Miała na sobie białą sukienkę sięgającą kostek, dostała ją całkiem nie dawno. Ubrania, w których przybyła tutaj zniszczyły się w trakcie intensywnych treningów, które odbywała z różnymi członkami espady. Jedne były lżejsze i polegały głównie na bieganiu, skakaniu i omijaniu przeszkód inne zaś polegały na czystej walce, oczywiście można było się domyślać kto mógł tak bardzo pragnąć rozlewu krwi.

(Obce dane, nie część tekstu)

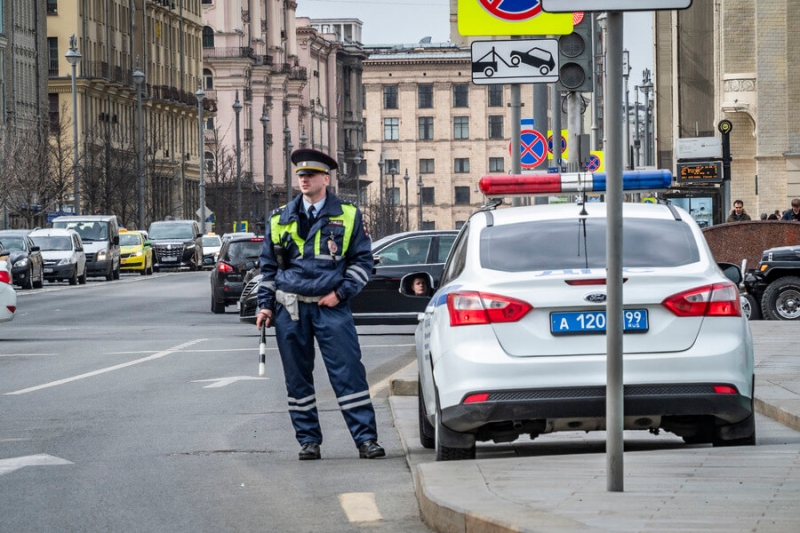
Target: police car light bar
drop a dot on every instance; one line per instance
(571, 183)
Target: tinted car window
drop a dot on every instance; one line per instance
(576, 244)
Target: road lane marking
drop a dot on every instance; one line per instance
(360, 506)
(42, 459)
(108, 369)
(224, 382)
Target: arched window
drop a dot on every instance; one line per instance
(208, 37)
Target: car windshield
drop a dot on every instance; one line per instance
(15, 244)
(129, 239)
(171, 231)
(56, 244)
(89, 231)
(571, 244)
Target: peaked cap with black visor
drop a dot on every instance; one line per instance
(310, 161)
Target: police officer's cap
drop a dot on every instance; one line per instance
(310, 161)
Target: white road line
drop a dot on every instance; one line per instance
(360, 506)
(108, 369)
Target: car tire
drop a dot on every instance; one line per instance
(216, 307)
(781, 300)
(427, 433)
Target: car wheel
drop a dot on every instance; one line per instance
(781, 300)
(452, 453)
(427, 433)
(217, 308)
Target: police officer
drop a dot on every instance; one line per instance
(316, 256)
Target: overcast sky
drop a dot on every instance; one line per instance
(408, 21)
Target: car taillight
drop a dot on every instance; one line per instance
(470, 308)
(719, 299)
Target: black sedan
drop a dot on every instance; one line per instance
(380, 302)
(237, 256)
(27, 266)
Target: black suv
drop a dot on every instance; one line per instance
(236, 257)
(27, 266)
(176, 244)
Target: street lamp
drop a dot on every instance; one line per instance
(406, 178)
(200, 94)
(419, 187)
(237, 108)
(138, 79)
(264, 121)
(74, 57)
(357, 166)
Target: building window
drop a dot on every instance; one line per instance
(461, 95)
(52, 64)
(461, 127)
(496, 164)
(391, 129)
(208, 37)
(496, 127)
(425, 96)
(426, 166)
(390, 97)
(495, 96)
(462, 195)
(425, 128)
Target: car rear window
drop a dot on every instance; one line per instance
(571, 244)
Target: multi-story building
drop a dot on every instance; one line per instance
(426, 119)
(160, 39)
(734, 60)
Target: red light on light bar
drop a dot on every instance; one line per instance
(477, 398)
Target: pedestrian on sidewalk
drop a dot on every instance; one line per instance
(316, 256)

Nie posiadała żadnej specjalnej mocy, nie miała nigdzie dziury na wylot, nie pragnęła zabijać, mogła się jednak nazywać pełnoprawnym arrancarem, została przez większość z nich bez żadnych sprzeciwów przyjęta do wesołego grona prowadzonego przez króla Hueco Mundo.

- Wierzę, że nie zawiedziesz nas wszystkich Michiyuuki – dodał patrząc z podziwem na tę kruchą dziewczynę, która jeszcze parę tygodni temu kuliła się niczym wystraszony szczeniak. Teraz stała prosto, mogłoby się wydawać, że nawet największa wichura by jej w tym momencie nie złamała. Dopiął swego, była już jego, była po ich stronie. Ale to nie koniec planu, jaki dla niej przygotował.

Sama nie znała prawdziwego powodu, dla którego ich trójka została wysłana do Karakury, miejsca gdzie kiedyś mieszkała. Aizen zawsze widział w czymś cel i wszystko, co zaplanował, nie działo się przez przypadek. Przed przejściem przez Gargantę – specjalny portal prowadzący do świata żywych, musiała się przygotować i psychicznie i fizycznie. Otrzymała jakiś czas temu swoją własną katanę, z którą nie rozstawała się już na krok. Wiedziała, że wszędzie może czaić się jakieś niebezpieczeństwo. Była szybka, ale na tyle na ile pozwalało jej ludzkie ciało i dosyć bystra jeśli chodzi o ulatnianie się zanim na dobre rozpocznie się walka.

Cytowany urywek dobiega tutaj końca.